A) You need to bring this problem to the attention of the building owners and managers--not as in "the elevator is bugging me," but as in "the elevator is making a funny sound, and that worries me". Perhaps servicing will help.

B) Should servicing not help, you might try tapestries, etc. If you are going to do tapestries, my recommendation is to buy lengths of acoustical felt slightly smaller than the tapestries and put that layer up behind the tapestries. Acoustical felt is not expensive.
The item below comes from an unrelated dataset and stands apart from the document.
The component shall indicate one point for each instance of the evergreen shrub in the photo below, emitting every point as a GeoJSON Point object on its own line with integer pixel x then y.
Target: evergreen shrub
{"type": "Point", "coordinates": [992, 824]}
C) Should tapestries, etc., not help, you can have a consultant come in and do something about sound-dampening or sound-proofing the wall in question. This could range from something relatively simple and inexpensive like carpeting the wall with a thick layer of acoustical fabric, then laying sheetrock over the acoustical fabric and repainting the wall (thus resulting in a loss of a few inches from the room's length or width) to something quite complicated and expensive like building a second wall and insulating the space between the elevator wall and the new wall with high-tech acoustical insulation (thus resulting in a loss of a foot or more from the room's length or width).
posted by Sidhedevil at 12:35 PM on December 2, 2004

I sense from your posts that you're trying really hard not to be a bother to anyone, and looking for a reason not to have to push this, Eurasian. Really, go to your council, or your complex manager if there is one, and raise it as a maintenance request. The worst thing they can possibly say is no, which leaves you exactly where you are now. The best thing they can possibly say is 'oh, that just needs some grease, I'll send maintenance over this afternoon', in which case you could be sleeping like a baby a scant few hours from now.
posted by jacquilynne at 1:28 PM on December 2, 2004

Response by poster: What can I say? I"M CANADIAN! We try not to raise a ruckus. I'll try some and/or all of the excellent suggestions in turn, much obliged :)
posted by eurasian at 2:40 PM on December 2, 2004

it's probably only a problem for the 3 other people who share a wall with the lift

Asking those other apartment owners if in fact they have noticed the problem - preferably before you raise the issue with the Condo association or the elevator company, or decide to just live with the matter - could also be a good thing (TM).
posted by WestCoaster at 2:48 PM on December 2, 2004

Often the problem with noisy elevators is caused by use of nylon rollers, as opposed to rubber rollers. Rubber rollers are much quiter, but need to be rpelaced much more often than their noisier nylon counterparts.
posted by skwm at 3:50 PM on December 2, 2004

I have to agree with Doohickie here.

I live close to an airport, and the only time I remember it bothering me was after 9-11 when the planes stopped, and I still remember how wonderfully reassuring it was when they finally started back up again.

I visited a friend when the train came over the tracks that are less than a quarter mile from her townhouse, and going "Whoaa, what's that !?!?!", and her replying, "What are you talkin' 'bout'.

My (admittedly lame) recommendation is to just wait a little while.